Environmental impact on New Zealand
With about 90% of New Zealand’s electricity being renewable and 67% dependent (wind and solar) on increasingly volatile weather due to global warming, battery storage will play an increasingly critical role in the economy.
The economics of domestic solar storage currently rely on naive estimates of battery lifespan. The technology developed by the Waikato Battery Team will give confident reporting of both charge and remaining life, enabling reliable budgeting and reduction of material waste.
Expected Outcomes
The Waikato Battery Team’s research project is good news for battery manufacturers, those who make and use battery management systems, and those who operate grid-level battery energy storage systems (BESS)s. It will make battery systems more profitable, electric vehicles more trusted, and implant surgeries less frequent. It can also prevent laptops going flat suddenly and cellphone batteries wearing out unexpectedly. Accurate measurement will optimize battery usage and minimize the environmental impact of battery waste.
The research project will result in:
- A low-cost battery cell measurement system that can make reliable and repeatable electrochemical impedance spectroscopy (EIS) measurements into the microhertz range (i.e., extra-low frequencies over very long timescales). This system would be invaluable to battery manufacturers, quality controllers and researchers in universities and industry.
- Technology to extract SoH from current and voltage measurements. This technology is efficient, needs very little memory, and could be implemented in a low-cost BMS with little or no modification to existing hardware.
- Technology to extract SoC in addition to SoH: particularly valuable for applications where fully charged and discharged states may not be reached for long periods of time and/or for battery chemistries (e.g. LiFePO4) in which voltage barely changes despite large changes in SoC. This technology will be more computationally intensive and is expected to be suitable for larger applications such as EVs and energy storage systems.

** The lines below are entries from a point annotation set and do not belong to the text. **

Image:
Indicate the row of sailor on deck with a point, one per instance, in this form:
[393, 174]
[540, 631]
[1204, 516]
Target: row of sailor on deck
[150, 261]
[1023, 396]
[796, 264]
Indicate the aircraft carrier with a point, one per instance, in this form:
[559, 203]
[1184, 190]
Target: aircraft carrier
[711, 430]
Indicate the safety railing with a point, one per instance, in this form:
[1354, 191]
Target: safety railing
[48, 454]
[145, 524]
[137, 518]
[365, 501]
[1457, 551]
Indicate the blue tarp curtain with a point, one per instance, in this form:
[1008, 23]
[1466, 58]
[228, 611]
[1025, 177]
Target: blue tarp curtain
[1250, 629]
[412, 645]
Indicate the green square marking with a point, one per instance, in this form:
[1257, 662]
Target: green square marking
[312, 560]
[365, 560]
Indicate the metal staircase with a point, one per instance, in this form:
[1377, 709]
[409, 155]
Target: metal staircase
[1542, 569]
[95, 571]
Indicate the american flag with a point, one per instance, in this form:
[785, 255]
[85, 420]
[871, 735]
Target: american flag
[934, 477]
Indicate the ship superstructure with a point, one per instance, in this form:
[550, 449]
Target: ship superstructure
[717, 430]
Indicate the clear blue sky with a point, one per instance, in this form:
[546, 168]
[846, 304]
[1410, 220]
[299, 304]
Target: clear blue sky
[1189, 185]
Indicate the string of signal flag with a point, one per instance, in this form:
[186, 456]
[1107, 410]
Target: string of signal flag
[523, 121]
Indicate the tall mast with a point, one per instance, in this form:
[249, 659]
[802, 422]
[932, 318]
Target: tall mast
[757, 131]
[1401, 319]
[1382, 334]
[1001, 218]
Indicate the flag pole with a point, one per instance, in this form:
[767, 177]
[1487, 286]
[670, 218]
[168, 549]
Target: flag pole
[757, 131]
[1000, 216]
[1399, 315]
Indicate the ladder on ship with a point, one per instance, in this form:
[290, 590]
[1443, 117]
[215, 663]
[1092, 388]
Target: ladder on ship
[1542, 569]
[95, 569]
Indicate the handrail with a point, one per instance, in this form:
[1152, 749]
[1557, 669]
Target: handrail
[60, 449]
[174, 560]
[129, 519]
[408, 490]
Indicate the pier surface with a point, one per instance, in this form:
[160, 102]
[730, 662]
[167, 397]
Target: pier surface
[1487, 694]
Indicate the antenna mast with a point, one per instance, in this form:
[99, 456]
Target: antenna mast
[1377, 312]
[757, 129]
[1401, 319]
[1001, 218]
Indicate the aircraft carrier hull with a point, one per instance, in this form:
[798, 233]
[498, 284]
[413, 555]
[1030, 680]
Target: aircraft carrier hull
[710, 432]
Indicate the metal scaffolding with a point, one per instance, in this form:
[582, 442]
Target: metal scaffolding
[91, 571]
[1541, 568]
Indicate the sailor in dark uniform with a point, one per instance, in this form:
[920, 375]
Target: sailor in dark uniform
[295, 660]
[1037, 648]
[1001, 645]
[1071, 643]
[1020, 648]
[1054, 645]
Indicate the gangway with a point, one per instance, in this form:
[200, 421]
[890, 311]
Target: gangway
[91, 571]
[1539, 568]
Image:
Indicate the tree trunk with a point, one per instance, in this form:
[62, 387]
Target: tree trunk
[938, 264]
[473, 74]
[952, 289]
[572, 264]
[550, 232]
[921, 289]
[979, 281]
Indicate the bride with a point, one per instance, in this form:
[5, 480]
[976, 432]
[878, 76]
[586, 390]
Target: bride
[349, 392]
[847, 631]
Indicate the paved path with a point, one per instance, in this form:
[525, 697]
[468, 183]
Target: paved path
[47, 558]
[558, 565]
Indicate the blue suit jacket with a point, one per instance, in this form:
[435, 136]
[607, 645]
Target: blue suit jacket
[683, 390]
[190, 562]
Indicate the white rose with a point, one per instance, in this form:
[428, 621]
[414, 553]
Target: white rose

Maximizing benefit to New Zealand
The Waikato Battery Team’s s innovative systems can foster high-value export technology via licensing, thus yielding high-value returns to NZ from manufacturers of electric vehicles, solar storage systems, and consumer electronics.
A key factor in maximizing benefit and probability of path-to-market is collaboration with those that have the most financial investment at risk: the battery energy storage system (BESS) used by electrical utilities worldwide that cost between $80 and $250 million each. In New Zealand there is one 35MW BESS, owned by the research team’s collaborative partner NewPower (a subsidiary of WEL Networks). There are five more BESSs in advanced planning or construction, each costing more than $100 million. NewPower states that reducing uncertainties in state of charge SoC and lifetime prediction will be invaluable and will lead to tangible benefits for all BESS stakeholders.
The new technology is expected to have an economic impact with products such as electric vehicles (EVs). NZ imports increasing numbers of full-electric cars (~730/month) worth over NZ$1 billion in 2023.